Na Arevipa, o trabalho tem menos regras. Em vez de separar material dos caminhões, os próprios recicladores trazem, em carrinhos, o que coletam pela cidade. A área cedida pela prefeitura serve para cerca de 100 papeleiros separarem lixo e venderem posteriormente para atravessadores. Com isto, explica o tesoureiro da associação, Mauro dos Santos da Silva, o Viana, conseguem tirar um valor até 30% superior ao da cooperativa.
Sem ter participado de programas de qualificação da prefeitura, a Arevipa tem condições de higiene piores. Na cooperativa Santa Terezinha, a área é organizada: o trabalho é realizado sobre mesas e há um depósito específico para o rejeito. Na Arevipa, tudo fica misturado: materiais, pessoas, cheiros e animais. Sobre a presença dos ratos, as duas unidades usam veneno para combatê-los. Sem sucesso.

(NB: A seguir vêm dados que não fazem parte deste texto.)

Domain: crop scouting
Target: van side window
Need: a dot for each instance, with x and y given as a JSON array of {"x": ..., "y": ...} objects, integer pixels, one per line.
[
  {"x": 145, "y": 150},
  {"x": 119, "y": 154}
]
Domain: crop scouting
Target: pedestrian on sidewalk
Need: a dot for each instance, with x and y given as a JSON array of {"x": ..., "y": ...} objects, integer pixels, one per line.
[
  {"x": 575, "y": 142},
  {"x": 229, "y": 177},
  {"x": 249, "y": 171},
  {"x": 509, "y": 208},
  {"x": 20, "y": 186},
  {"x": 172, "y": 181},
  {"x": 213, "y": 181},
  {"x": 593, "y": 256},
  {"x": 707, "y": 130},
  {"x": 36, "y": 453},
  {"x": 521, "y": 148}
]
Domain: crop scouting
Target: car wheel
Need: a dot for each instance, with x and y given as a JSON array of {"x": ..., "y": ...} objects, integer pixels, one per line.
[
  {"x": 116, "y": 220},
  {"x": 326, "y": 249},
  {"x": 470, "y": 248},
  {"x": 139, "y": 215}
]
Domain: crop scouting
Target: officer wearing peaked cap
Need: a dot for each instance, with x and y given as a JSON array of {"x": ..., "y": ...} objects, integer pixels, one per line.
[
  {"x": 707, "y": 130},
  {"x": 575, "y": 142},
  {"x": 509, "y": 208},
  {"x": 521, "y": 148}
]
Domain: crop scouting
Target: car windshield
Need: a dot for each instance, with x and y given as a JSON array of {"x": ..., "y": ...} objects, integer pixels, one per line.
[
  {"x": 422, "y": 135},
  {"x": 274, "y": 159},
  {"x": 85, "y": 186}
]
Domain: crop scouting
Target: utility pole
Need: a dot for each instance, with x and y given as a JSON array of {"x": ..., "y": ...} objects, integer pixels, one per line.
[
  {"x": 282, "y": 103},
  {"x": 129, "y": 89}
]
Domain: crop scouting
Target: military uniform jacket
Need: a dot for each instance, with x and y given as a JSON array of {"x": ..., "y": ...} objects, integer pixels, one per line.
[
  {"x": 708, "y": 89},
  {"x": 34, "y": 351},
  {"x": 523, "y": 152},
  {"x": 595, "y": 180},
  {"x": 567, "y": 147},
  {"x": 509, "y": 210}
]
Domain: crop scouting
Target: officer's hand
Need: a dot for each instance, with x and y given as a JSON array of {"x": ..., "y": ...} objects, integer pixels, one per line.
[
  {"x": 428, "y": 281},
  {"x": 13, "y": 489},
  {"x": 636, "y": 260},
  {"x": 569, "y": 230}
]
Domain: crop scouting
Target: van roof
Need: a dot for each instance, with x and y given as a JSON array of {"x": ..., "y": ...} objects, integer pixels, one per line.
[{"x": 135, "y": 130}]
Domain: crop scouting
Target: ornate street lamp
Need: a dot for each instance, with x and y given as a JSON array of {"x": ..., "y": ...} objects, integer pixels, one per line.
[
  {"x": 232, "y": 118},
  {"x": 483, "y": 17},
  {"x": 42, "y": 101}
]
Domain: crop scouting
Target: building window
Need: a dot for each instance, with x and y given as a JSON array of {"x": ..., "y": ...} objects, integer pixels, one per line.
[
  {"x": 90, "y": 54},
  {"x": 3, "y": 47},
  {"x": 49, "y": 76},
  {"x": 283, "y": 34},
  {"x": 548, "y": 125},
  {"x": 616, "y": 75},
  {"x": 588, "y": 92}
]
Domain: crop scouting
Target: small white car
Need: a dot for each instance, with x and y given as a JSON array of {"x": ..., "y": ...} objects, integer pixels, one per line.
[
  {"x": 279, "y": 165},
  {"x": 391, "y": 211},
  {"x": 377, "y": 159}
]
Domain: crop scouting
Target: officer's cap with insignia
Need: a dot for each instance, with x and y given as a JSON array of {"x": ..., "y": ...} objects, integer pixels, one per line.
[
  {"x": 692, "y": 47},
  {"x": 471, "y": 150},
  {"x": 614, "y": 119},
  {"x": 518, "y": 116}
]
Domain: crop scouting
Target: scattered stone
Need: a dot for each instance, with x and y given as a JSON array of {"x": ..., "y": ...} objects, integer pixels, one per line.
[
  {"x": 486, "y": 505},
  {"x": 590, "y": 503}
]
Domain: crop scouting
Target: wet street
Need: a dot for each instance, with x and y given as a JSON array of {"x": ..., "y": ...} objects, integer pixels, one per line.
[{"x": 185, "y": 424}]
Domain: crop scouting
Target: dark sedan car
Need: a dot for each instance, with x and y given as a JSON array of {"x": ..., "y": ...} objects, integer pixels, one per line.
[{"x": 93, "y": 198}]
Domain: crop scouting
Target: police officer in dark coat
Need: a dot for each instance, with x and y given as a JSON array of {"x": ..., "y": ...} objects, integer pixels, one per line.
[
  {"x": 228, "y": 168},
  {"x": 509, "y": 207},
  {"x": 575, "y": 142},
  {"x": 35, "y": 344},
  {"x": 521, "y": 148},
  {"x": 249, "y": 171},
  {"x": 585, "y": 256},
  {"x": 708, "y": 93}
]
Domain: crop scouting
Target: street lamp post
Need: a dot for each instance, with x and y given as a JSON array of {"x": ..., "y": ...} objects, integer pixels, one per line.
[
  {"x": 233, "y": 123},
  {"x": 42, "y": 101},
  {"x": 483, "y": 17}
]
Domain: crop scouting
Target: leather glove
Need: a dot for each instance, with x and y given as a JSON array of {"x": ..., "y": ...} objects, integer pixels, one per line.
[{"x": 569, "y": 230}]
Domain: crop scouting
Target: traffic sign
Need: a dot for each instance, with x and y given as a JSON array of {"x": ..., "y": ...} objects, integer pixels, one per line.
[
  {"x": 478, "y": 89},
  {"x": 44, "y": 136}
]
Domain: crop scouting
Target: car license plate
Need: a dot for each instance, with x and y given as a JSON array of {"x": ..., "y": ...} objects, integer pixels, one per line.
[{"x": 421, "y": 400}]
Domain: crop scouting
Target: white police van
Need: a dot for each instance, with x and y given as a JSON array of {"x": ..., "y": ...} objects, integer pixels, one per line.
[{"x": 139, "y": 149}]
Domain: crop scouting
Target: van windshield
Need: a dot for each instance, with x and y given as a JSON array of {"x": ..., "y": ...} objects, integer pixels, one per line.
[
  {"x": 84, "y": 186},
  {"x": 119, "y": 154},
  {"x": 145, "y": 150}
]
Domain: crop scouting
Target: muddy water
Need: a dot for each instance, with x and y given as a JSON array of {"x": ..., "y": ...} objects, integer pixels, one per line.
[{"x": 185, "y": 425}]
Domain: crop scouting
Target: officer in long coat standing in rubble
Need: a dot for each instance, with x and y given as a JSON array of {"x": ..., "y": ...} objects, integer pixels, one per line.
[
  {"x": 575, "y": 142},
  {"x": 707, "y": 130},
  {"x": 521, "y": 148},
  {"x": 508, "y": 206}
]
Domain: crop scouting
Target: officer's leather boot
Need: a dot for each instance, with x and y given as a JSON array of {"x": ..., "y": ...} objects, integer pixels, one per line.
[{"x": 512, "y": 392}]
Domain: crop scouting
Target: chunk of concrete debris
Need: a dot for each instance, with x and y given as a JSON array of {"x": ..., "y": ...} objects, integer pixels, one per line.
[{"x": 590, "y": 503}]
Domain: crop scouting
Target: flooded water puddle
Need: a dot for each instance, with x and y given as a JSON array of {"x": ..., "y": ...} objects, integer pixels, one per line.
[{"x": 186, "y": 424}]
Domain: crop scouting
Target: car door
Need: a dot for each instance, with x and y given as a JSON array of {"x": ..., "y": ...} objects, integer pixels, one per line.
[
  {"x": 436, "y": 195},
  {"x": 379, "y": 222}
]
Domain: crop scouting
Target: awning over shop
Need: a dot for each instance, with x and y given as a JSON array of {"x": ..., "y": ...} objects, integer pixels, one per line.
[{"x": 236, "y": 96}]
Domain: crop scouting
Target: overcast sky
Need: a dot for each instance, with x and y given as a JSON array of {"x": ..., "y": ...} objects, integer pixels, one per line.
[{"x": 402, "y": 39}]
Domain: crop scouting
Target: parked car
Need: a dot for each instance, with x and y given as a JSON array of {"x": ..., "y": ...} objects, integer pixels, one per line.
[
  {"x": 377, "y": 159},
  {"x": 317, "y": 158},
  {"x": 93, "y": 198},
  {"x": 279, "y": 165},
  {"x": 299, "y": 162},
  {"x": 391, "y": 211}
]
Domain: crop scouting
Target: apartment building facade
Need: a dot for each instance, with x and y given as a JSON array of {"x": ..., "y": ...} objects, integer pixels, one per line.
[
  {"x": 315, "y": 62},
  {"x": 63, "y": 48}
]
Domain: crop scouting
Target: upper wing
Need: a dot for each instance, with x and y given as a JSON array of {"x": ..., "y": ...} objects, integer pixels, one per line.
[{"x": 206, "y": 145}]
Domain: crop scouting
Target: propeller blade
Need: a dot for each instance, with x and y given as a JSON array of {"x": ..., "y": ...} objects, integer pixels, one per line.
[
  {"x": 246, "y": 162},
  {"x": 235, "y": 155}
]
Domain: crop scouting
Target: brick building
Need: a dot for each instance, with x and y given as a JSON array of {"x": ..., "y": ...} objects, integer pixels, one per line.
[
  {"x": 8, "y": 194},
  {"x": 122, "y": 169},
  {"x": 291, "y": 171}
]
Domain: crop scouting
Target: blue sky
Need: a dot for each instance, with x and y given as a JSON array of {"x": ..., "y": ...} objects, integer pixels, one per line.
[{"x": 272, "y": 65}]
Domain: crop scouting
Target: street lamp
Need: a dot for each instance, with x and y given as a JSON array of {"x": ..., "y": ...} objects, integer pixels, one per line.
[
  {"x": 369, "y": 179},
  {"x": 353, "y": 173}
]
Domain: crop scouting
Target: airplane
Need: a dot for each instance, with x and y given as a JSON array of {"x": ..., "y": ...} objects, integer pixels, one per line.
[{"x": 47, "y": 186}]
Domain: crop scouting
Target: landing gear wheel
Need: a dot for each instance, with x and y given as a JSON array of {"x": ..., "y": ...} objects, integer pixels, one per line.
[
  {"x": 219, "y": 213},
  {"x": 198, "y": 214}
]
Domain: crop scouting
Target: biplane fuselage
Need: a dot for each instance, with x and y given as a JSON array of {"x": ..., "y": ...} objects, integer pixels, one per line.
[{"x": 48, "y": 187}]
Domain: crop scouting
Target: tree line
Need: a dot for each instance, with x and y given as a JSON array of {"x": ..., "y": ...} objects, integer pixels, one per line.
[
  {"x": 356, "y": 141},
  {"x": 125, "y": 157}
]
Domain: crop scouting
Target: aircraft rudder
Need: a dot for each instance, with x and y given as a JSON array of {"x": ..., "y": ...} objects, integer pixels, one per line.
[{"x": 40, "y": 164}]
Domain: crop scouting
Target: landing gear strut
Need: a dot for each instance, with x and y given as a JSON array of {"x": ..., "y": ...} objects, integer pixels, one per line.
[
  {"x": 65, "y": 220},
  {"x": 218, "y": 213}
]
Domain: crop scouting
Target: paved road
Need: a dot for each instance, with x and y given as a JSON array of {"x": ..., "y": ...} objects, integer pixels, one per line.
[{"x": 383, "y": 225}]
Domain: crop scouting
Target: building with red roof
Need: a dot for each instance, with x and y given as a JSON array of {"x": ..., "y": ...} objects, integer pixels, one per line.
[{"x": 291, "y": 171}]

– Eles vêm de noite, parecem uns soldados. Até durmo no galpão para proteger o patrimônio – diz Eloá.
– A gente faz o controle, coloca veneno, mas eles vêm igual – reforça Viana.
Leia mais
Paulo Germano: lei que proíbe carrinhos vai entrar em vigor
Bloqueio de rua e garagem isolada: ainda há marcas do temporal em Porto Alegre
Prefeitura diz que fará reunião para definir ações
Coordenadora executiva do Todos Somos Porto Alegre, programa da Secretaria Municipal de Relações Institucionais, Denise Costa conta que a partir dos cursos realizados na Santa Terezinha, foi possível elevar a produtividade de 1,36 toneladas/mês para 2,45 toneladas/mês. O trabalho segue orientação da Política Nacional de Resíduos Sólidos:
– Buscamos que esses grupos se tornem mais organizados como cooperativas e possam usufruir de direitos e deveres – diz.
Questiona sobre a queixa dos moradores, Denise argumenta que a diferença entre as duas unidades é resultado do envolvimento dos trabalhadores na proposta de qualificação oferecida pelo Todos Somos Porto Alegre:
– Solicitamos várias vezes que a Arevipa aderisse ao programa, mas não podemos obrigar. Já houve pedido do Ministério Público do Meio Ambiente para intervirmos no local, mas ali é uma questão complicada. Tentamos várias ações e eles resistem – afirma.
Segundo ela, a prefeitura não descarta uma medida extrema, como retomar o imóvel, mas acredita que investir em cursos de capacitação técnica e formalização seja o caminho. No próximo dia 2, uma reunião com o prefeito Nelson Marchezan irá definir os rumos da política em relação aos papeleiros e como a nova prefeitura irá lidar com a questão.